The Ongoing Spider Saga
Lest I continue to create any more confusion, um, I am not a derby player. Sad! I know! It would be so cool, but I am not. I am, however, a spectator who is considering maybe eventually learning to skate well and try out for derby. So, um, when I say “our” team, I… I mean the team I cheer for. Because I know one of the players. Not that I play derby because I don’t.
Now that I have gotten that embarrassing confession out of the way, I shall delve into the spider saga. It is pretty well documented that I hate spiders. A lot. I claim I have arachnophobia, but I don’t do the hysterical screaming and crying and trying to hide under chairs at the sight of one, I just get really scared and run away and get someone else to kill it because IT IS INVADING MY PLACE OF RESIDENCE PLEASE HELP.
Naturally, there have been several spiders that have decided to take up residence in the area directly above the front door to our building. Yes. This means that every time I want to LEAVE HOME, I have to walk under them and it is a harrowing experience. And it is less of a walk than a quick, sprinting jump through the door onto the top steps that lead down to the sidewalk. Coming back in is much more difficult because it involves attempting the quick, sprinting jump inward through the door while simultaneously unlocking said door. Of course, all of this is an effort to spend the least amount of time possible standing underneath the wretched creatures.
They are up high, and the most offensive of the bunch is probably bigger than a quarter if you laid it out flat. Its back end is as big as a peanut M&M, at least. You will not see photos, because there is nothing I hate more than being confronted with a giant spider photo on a website when that is very much the last thing I’d like to see. Also because I do not want to have to take a photo of it.
Seriously, what can I do? I am considering writing a letter to our property management company to get rid of them. I do not, however, want them to spray for spiders, because you know what that does? It brings them out in DROVES from where they have been hiding out into the open to die, and I don’t think I can handle any more dangly spiders over my front door. We did that once at the hotel I used to work at and it was horrible. We have occasionally been coming in through the back door to avoid them, and one of our friends is absolutely petrified of spiders and we have to tell them to wait outside on the sidewalk instead of being able to come in for a moment.

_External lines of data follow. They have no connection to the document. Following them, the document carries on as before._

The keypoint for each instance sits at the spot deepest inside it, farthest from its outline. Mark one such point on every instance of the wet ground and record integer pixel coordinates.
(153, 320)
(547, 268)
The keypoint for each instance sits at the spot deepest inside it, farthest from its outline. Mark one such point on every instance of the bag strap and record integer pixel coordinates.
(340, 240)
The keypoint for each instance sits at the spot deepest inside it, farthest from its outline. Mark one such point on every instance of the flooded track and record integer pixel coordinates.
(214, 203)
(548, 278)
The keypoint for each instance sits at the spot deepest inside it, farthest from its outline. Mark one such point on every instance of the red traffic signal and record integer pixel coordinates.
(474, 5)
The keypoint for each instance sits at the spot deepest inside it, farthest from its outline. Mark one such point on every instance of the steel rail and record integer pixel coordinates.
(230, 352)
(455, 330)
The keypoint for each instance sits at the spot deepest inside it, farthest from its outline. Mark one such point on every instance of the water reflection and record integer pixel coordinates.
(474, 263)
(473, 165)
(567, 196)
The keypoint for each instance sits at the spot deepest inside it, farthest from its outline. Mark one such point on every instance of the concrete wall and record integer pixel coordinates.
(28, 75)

Options? Solutions? How can we get rid of them without a) killing them ourselves, or b) spraying for them?
I’m shaking even as I read this . . . and I wish that I was exaggerating. :\
Do you have any non-spider hating (or loving) friends who can come over and remove then for you?
Too bad there is no such thing as The Spider Whisperer.
(Oh, and I figured out you didn’t * do * Derby when you emailed last night; I’m such a boob sometimes. You are still rad, and I too am excited to check it out.)
Hmm, while I share your extreme hatred of spiders, I don’t know of any other way to get rid of em, other than spray em or stomp em. I just saw a huge one in the bushes outside of our building the other day (which, I think as Kerri Anne told you, is just down the street from your building) and I’m freaking out thinking that it’s going to crawl in one of our open windows (3 stories up).
Death to spiders!
Whoops! Partially my bad! :o
As for the spiders, do they make Spider Hotels like those Ant Hotels? Where they go in a snack on poison? It’s a thought!
Gather up some bravery, plug in your vaccuum cleaner, and suck them out of the sky. Or pay a neighbor $20 to do this. Good luck.
That is hilarious in an “I feel bad for you but I’m still laughing over here” kind of way. Um… Hm. I would get a brave friend to get a big, flat object (a binder, a textbook, etc.), a stepladder, and get to walloping those spiders. That way others won’t get stirred up from spraying, but you’ll get rid of the spiders in the creepy location.
There is no reason to kill these spiders! Did they kill you or your family? Just relocate them. All you need is a glass and a piece of junk mail. Put the glass over you eight legged friend, slide the junk mail under the glass, take your spider buddy down the street a way and then bid him farewell. It’s that easy. spraying and killing is not the answer. Peace man!!!
@ heidi the spider lover:
i, too, prefer to resort to non-violent methods when dealing with house pests. however, that being said, have you seen these freaking spiders?! they are gigantic and dangerous-looking and i think they have leopard spots on them. they are so intimidating, especially for someone who is so opposed to liking spiders. that’s just my pov.